Page 23 - The Mermaid Call
P. 23
behind us, yeah? She was the same when she was little, rebellious, mischievous, never did anything she was told. Not like you, my good, clever, girl.”
Mimi stared at me extra-long, extra-hard, as if all her hopes for the shop rested on me being clever and good. Then she brightened with an idea. “I know, let’s treat ourselves to a chippie tea later on. A selkie frame and a couple of nixie keyrings should cover a small cod each, what d’you say?”
I checked my watch. Alice was late.
I was as twitchy as the White Rabbit, waiting for a heroine with long fair hair.
On the lake behind, a faint swirling mist was keeping the few tourists off the water, the
rental rowing boats (all named for mermaids) bobbing emptily by the jetty; the ice cream cabin had closed early. I lifted my eyes skywards towards the three bronze heads above me. I’d told Alice to meet me here, at the Mermaid Girls sculpture, because it’s where the official tourist trail starts if you have a pound spare for a map. The village makes a right old fuss of this area, pretty flower baskets and extra-special bunting and a bandstand where music plays on sunny days throughout summer. When the Festival starts at the end of August, it fills with lines of huts, selling chocolate mermaid tails and edible shell necklaces; plastic crowns and tridents and nylon wigs. And the High Street closes for the Mermaid parade and its colourful, crazy floats and there are lines of girls dressed as mermaids and boys as Neptune, finishing with the Crowning in the Shell Grotto. Mind you, I’d not entered the Mermaid Crown myself since two years ago, when Charlie Tate said I had boy’s shoulders. “She’s King Triton not Ariel!” he’d laughed to his friends. It sort of put me off – I pulled on my anorak sleeves – you know, forever.

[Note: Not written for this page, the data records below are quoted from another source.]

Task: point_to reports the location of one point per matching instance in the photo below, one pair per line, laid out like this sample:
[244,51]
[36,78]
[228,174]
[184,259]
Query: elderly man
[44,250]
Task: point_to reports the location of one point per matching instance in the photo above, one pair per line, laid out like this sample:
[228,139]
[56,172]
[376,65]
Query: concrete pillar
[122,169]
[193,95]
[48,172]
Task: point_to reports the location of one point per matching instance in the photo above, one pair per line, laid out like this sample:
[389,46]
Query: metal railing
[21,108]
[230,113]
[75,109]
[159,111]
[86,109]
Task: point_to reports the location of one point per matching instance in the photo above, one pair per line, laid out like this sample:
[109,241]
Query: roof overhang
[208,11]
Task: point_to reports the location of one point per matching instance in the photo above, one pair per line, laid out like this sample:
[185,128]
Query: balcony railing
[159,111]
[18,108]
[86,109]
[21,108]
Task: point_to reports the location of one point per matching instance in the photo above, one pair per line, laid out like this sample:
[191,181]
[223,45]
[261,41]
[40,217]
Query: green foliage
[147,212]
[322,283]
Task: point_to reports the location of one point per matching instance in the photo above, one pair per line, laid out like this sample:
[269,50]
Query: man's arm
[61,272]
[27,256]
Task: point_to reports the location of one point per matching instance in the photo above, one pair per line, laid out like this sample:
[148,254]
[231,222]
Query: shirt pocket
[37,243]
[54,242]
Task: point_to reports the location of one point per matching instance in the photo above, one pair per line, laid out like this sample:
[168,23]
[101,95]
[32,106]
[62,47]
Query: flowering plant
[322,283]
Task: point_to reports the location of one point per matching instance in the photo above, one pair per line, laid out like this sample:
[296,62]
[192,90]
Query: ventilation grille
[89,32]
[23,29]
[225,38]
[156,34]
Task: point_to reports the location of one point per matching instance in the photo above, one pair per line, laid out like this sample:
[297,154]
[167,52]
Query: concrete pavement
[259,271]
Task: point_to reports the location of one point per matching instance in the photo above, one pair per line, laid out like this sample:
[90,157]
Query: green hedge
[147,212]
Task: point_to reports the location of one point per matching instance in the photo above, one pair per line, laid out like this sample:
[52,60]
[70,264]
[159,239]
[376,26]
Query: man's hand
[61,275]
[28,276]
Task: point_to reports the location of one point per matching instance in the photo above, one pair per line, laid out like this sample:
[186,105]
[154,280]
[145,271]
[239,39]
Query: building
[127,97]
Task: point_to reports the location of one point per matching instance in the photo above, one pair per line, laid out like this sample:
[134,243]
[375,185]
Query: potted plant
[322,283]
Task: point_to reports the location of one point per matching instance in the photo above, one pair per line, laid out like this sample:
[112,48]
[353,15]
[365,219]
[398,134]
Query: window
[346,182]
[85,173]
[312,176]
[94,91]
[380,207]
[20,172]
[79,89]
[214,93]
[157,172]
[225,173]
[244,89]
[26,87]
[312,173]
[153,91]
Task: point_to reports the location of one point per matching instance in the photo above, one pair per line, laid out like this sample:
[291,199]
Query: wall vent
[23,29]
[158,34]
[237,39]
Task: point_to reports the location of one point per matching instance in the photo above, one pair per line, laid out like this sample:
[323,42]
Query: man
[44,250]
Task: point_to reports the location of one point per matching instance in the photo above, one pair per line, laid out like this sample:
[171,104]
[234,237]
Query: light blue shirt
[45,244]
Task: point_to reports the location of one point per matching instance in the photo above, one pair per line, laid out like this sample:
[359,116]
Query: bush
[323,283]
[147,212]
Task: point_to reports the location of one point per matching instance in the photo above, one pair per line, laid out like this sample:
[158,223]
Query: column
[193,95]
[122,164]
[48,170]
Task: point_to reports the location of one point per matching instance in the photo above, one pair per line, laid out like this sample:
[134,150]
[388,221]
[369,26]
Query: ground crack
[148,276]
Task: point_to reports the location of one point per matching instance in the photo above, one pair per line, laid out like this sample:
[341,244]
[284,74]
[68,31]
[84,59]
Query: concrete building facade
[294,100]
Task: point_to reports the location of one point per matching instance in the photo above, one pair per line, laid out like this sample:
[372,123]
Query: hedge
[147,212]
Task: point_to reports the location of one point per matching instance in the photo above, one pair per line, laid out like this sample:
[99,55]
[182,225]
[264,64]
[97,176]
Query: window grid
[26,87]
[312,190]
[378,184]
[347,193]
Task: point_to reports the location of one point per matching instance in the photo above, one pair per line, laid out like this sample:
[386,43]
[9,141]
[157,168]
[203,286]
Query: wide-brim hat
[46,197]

“Watch it – the wind might change and leave you looking that way.”
Alice DeLacey.
She pulled a face of exasperation. “That’s what the battleaxe – The Dragon – is always
saying.” Her wide-spaced deep-sea blues rolled upwards.
“Grandmothers,” I groaned dramatically for solidarity, even if Mimi wasn’t anything like a
battleaxe, or even officially called Grandmother.